Ngo, the second White Prize recipient, was praised for her passion for economics generally, and microeconomic theory and economic development particularly. “Professor Ngo is so excited about economics that I bet she would scream it from the rooftops if she could,” one wrote. In the classroom, what her students call her genuineness and relatability, her well-structured and feedback-oriented teaching style, and her sense of humor make economics come alive. “One of the most noteworthy features of Professor Ngo is her willingness to listen,” one student wrote. “Rather than simply sending struggling students to the various support services on campus, she first sought information on how she could improve.” Genuine is the word that best describes Dr. Ngo, one student said. “I certainly was not an A student in her course, but I never once felt as if I was being judged for not knowing something. Not in class, not during the hours I spent in her office hours, not in the lengthy email chains we had.”

Multiple students say that they never would have thought about participating in summer research had Ngo not urged them to do so, and mentored them throughout the process. “Professor Ngo did above and beyond what was required: she tailored the research program for me so that I could benefit the most from the program,” one said. Her mentorship extends far beyond graduation. One student described how her advice and support guided her through her first jobs after graduation and then through the process of applying for graduate school. “I see her as my role model for teaching and mentoring,” she wrote. 

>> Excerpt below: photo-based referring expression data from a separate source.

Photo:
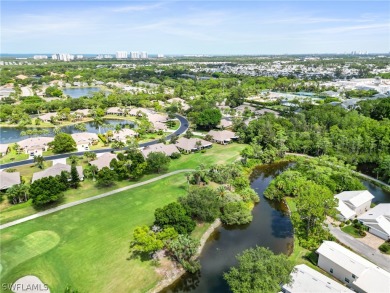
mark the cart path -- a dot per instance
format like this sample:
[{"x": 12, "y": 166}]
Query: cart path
[{"x": 75, "y": 203}]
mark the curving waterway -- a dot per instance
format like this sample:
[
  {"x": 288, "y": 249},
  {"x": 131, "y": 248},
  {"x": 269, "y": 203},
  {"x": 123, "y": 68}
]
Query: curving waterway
[
  {"x": 13, "y": 134},
  {"x": 271, "y": 227}
]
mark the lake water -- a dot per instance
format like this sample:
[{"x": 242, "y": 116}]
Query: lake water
[
  {"x": 271, "y": 227},
  {"x": 12, "y": 134},
  {"x": 80, "y": 91}
]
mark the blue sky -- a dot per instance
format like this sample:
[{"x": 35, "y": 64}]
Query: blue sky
[{"x": 195, "y": 27}]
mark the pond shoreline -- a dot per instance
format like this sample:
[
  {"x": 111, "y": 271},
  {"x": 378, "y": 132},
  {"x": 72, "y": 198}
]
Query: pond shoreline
[{"x": 180, "y": 272}]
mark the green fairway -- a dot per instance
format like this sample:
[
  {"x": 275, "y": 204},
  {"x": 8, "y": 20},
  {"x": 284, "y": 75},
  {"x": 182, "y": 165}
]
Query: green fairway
[
  {"x": 218, "y": 154},
  {"x": 87, "y": 246}
]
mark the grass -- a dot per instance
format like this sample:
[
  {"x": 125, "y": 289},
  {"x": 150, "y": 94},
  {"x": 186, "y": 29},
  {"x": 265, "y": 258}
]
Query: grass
[
  {"x": 87, "y": 246},
  {"x": 351, "y": 231},
  {"x": 218, "y": 154},
  {"x": 13, "y": 156}
]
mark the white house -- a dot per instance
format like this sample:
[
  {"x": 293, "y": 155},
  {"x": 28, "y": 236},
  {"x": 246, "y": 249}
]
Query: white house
[
  {"x": 3, "y": 149},
  {"x": 353, "y": 203},
  {"x": 103, "y": 160},
  {"x": 123, "y": 134},
  {"x": 8, "y": 180},
  {"x": 35, "y": 146},
  {"x": 377, "y": 220},
  {"x": 84, "y": 140},
  {"x": 356, "y": 272},
  {"x": 307, "y": 280}
]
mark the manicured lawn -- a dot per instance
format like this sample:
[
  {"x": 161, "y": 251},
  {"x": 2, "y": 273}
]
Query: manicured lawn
[
  {"x": 351, "y": 231},
  {"x": 216, "y": 155},
  {"x": 87, "y": 246},
  {"x": 13, "y": 156}
]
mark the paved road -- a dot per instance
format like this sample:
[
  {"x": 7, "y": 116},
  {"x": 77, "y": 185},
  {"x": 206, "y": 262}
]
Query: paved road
[
  {"x": 363, "y": 249},
  {"x": 75, "y": 203},
  {"x": 355, "y": 172},
  {"x": 183, "y": 128}
]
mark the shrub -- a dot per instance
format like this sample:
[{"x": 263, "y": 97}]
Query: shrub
[
  {"x": 385, "y": 247},
  {"x": 236, "y": 213},
  {"x": 175, "y": 155}
]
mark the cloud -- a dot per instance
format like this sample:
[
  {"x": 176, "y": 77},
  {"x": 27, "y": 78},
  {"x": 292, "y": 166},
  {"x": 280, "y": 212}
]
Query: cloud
[{"x": 137, "y": 7}]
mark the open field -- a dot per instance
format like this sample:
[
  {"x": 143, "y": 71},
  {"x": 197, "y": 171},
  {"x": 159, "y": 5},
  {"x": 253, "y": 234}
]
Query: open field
[
  {"x": 216, "y": 155},
  {"x": 87, "y": 246}
]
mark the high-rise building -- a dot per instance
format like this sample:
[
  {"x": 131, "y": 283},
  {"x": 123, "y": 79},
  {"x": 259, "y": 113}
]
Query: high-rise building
[
  {"x": 40, "y": 57},
  {"x": 134, "y": 55},
  {"x": 121, "y": 55},
  {"x": 144, "y": 55}
]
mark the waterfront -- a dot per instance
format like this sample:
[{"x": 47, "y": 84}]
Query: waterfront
[
  {"x": 78, "y": 92},
  {"x": 13, "y": 134},
  {"x": 271, "y": 227}
]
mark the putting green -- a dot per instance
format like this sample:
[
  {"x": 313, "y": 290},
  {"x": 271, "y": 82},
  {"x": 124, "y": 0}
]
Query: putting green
[{"x": 29, "y": 246}]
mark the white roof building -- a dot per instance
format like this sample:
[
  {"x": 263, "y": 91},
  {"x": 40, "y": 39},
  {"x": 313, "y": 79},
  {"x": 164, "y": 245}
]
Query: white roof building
[
  {"x": 56, "y": 170},
  {"x": 3, "y": 149},
  {"x": 378, "y": 220},
  {"x": 353, "y": 203},
  {"x": 360, "y": 274},
  {"x": 123, "y": 134},
  {"x": 103, "y": 161},
  {"x": 223, "y": 136},
  {"x": 8, "y": 180},
  {"x": 307, "y": 280}
]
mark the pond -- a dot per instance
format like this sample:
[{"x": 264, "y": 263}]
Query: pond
[
  {"x": 80, "y": 91},
  {"x": 12, "y": 134},
  {"x": 271, "y": 227}
]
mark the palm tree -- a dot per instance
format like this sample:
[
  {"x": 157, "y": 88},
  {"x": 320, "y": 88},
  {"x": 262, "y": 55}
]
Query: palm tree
[
  {"x": 73, "y": 159},
  {"x": 39, "y": 161}
]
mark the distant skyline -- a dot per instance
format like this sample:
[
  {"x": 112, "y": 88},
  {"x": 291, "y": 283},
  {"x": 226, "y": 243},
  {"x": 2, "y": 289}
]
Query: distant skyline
[{"x": 195, "y": 27}]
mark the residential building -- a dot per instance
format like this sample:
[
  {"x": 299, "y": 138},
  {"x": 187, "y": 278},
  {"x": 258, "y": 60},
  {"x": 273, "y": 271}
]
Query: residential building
[
  {"x": 377, "y": 220},
  {"x": 307, "y": 280},
  {"x": 56, "y": 170},
  {"x": 222, "y": 137},
  {"x": 123, "y": 134},
  {"x": 119, "y": 111},
  {"x": 188, "y": 145},
  {"x": 121, "y": 55},
  {"x": 47, "y": 116},
  {"x": 3, "y": 149},
  {"x": 134, "y": 55},
  {"x": 103, "y": 161},
  {"x": 35, "y": 146},
  {"x": 356, "y": 272},
  {"x": 8, "y": 180},
  {"x": 353, "y": 203},
  {"x": 84, "y": 140},
  {"x": 167, "y": 149}
]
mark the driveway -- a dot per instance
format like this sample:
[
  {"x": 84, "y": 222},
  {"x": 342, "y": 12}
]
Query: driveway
[
  {"x": 361, "y": 248},
  {"x": 75, "y": 203},
  {"x": 182, "y": 129}
]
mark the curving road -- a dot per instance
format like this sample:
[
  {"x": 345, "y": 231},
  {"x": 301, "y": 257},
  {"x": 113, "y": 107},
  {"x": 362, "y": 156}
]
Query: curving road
[
  {"x": 75, "y": 203},
  {"x": 183, "y": 128}
]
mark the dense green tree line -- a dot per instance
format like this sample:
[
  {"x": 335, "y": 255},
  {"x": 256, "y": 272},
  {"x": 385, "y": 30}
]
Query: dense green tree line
[{"x": 323, "y": 130}]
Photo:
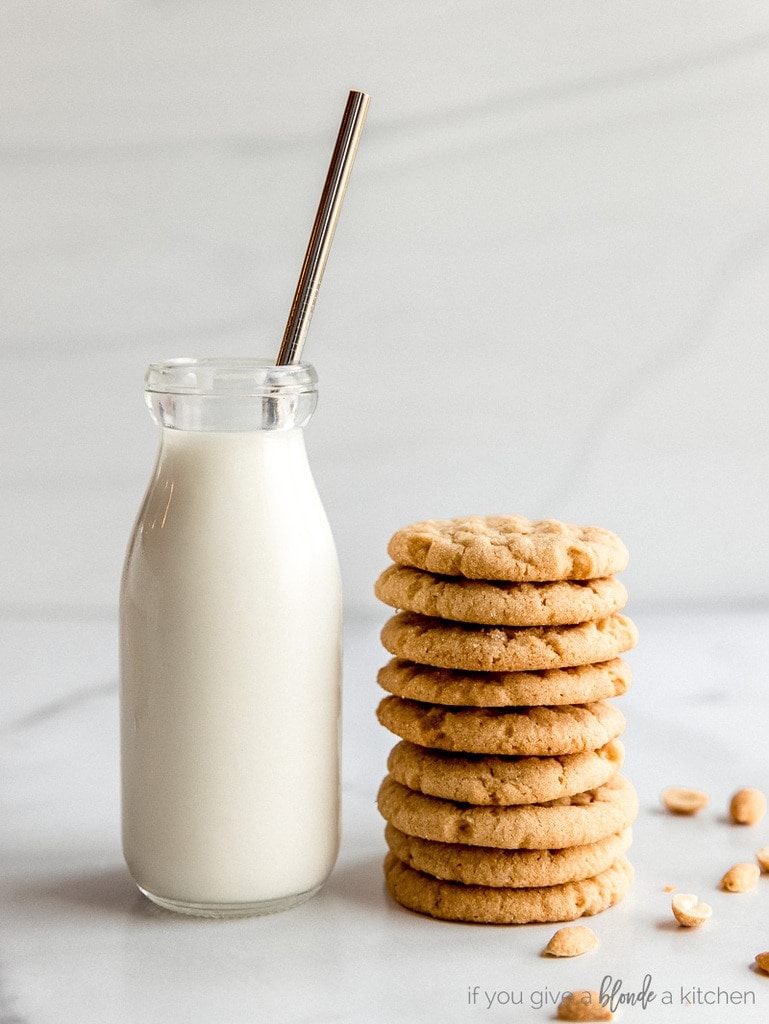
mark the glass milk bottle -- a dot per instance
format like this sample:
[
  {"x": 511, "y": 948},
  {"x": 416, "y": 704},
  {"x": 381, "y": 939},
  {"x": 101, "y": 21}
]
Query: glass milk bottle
[{"x": 230, "y": 648}]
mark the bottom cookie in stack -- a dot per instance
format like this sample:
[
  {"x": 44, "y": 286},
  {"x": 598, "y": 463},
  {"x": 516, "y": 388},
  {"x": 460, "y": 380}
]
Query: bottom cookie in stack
[{"x": 543, "y": 861}]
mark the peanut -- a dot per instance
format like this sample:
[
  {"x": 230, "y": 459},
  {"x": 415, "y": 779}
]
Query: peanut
[
  {"x": 748, "y": 807},
  {"x": 679, "y": 800},
  {"x": 584, "y": 1006},
  {"x": 741, "y": 878},
  {"x": 688, "y": 911},
  {"x": 571, "y": 941}
]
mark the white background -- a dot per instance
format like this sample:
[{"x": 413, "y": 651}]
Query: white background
[{"x": 547, "y": 294}]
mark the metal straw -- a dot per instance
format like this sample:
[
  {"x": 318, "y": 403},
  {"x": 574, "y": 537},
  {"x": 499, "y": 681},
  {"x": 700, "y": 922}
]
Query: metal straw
[{"x": 323, "y": 229}]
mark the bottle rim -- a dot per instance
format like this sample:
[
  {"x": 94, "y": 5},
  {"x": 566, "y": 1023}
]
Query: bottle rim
[{"x": 229, "y": 376}]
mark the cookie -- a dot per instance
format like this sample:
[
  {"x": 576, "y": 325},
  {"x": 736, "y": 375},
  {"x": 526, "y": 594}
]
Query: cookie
[
  {"x": 499, "y": 603},
  {"x": 577, "y": 820},
  {"x": 484, "y": 904},
  {"x": 481, "y": 779},
  {"x": 510, "y": 547},
  {"x": 506, "y": 648},
  {"x": 482, "y": 865},
  {"x": 578, "y": 684},
  {"x": 563, "y": 729}
]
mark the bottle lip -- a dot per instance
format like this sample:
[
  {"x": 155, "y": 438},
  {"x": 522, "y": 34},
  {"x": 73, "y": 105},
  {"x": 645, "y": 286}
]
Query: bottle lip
[{"x": 229, "y": 376}]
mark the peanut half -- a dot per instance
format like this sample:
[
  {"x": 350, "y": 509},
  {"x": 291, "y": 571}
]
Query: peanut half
[
  {"x": 584, "y": 1006},
  {"x": 571, "y": 941},
  {"x": 741, "y": 878},
  {"x": 748, "y": 807},
  {"x": 688, "y": 911},
  {"x": 679, "y": 800}
]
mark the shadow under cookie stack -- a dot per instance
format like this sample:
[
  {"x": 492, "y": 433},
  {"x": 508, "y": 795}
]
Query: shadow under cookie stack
[{"x": 505, "y": 802}]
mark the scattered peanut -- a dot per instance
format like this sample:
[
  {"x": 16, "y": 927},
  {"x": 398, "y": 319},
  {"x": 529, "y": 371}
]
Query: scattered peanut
[
  {"x": 571, "y": 941},
  {"x": 679, "y": 800},
  {"x": 748, "y": 807},
  {"x": 688, "y": 911},
  {"x": 584, "y": 1006},
  {"x": 740, "y": 878}
]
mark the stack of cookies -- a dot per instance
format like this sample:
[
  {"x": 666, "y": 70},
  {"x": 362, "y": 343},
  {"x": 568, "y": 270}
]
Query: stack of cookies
[{"x": 504, "y": 801}]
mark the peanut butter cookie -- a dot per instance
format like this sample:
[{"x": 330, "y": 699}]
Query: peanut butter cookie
[
  {"x": 478, "y": 778},
  {"x": 481, "y": 865},
  {"x": 509, "y": 547},
  {"x": 544, "y": 731},
  {"x": 577, "y": 820},
  {"x": 500, "y": 603},
  {"x": 455, "y": 901},
  {"x": 506, "y": 648},
  {"x": 578, "y": 684}
]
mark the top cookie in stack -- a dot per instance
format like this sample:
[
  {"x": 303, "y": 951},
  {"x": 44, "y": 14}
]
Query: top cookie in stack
[{"x": 506, "y": 642}]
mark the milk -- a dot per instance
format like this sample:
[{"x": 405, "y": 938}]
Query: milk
[{"x": 230, "y": 665}]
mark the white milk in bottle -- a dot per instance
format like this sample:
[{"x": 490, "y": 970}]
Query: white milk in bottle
[{"x": 230, "y": 648}]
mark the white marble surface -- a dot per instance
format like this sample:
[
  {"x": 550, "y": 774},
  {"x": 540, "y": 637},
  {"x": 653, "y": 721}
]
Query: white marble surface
[{"x": 79, "y": 944}]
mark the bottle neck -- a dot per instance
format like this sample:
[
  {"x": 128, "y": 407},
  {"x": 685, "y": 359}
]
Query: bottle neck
[{"x": 230, "y": 395}]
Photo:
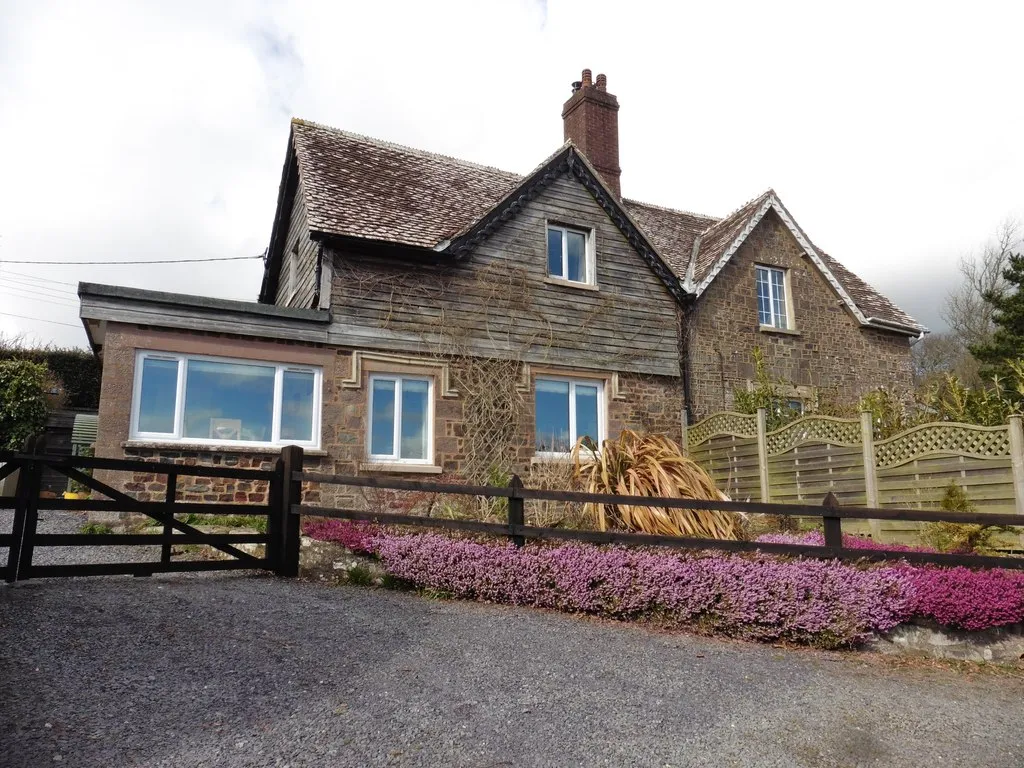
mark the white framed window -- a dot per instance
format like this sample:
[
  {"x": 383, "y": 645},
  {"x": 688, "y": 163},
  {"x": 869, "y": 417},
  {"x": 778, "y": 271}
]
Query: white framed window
[
  {"x": 224, "y": 400},
  {"x": 773, "y": 306},
  {"x": 401, "y": 419},
  {"x": 566, "y": 410},
  {"x": 570, "y": 254}
]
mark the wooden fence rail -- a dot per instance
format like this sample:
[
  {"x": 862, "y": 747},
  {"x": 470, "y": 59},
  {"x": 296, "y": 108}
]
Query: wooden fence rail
[
  {"x": 829, "y": 511},
  {"x": 285, "y": 507}
]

The students of Yu, the third White Prize winner, used a number of adjectives to describe her as a teacher and a mentor: Passionate, dedicated, kind, thoughtful, and encouraging among them. In the midst of the pandemic, they were impressed that she packed and mailed hundreds of boxes filled with test tubes and chemical reagents to bring the lab experience to them. They praise her efforts to create a more equitable and welcoming chemistry curriculum with new lab exercises that explore the chemistry of the Flint, Michigan water crisis and the climate impacts of burgeoning palm oil plantations. “This shows students a first-hand application of the chemistry they are learning, and makes students of diverse backgrounds feel welcome or like there is a space for them in the chemistry department,” one wrote. Quick to act on feedback and ideas, “Professor Yu’s teaching style truly embodies the spirit of collaborative scientific discovery,” another says.

Students also report blossoming under what one called “her dedication to both the intellectual and emotional well-being of her students.” Several cited the sense of community that she is able to foster in the Chemistry Department. Even when teaching online, “Professor Yu made not only myself, but all the students feel so welcome, included, important, and valued,” one student said. Yu’s students report that her mentorship extends far beyond the classroom. “I attribute my passion for chemistry to Professor Yu’s mentorship and guidance throughout my time at Oxy, and after,” said one recent graduate. Her impact has been far-reaching. As one student says, “Because of her efforts, I am a better scientist and citizen.”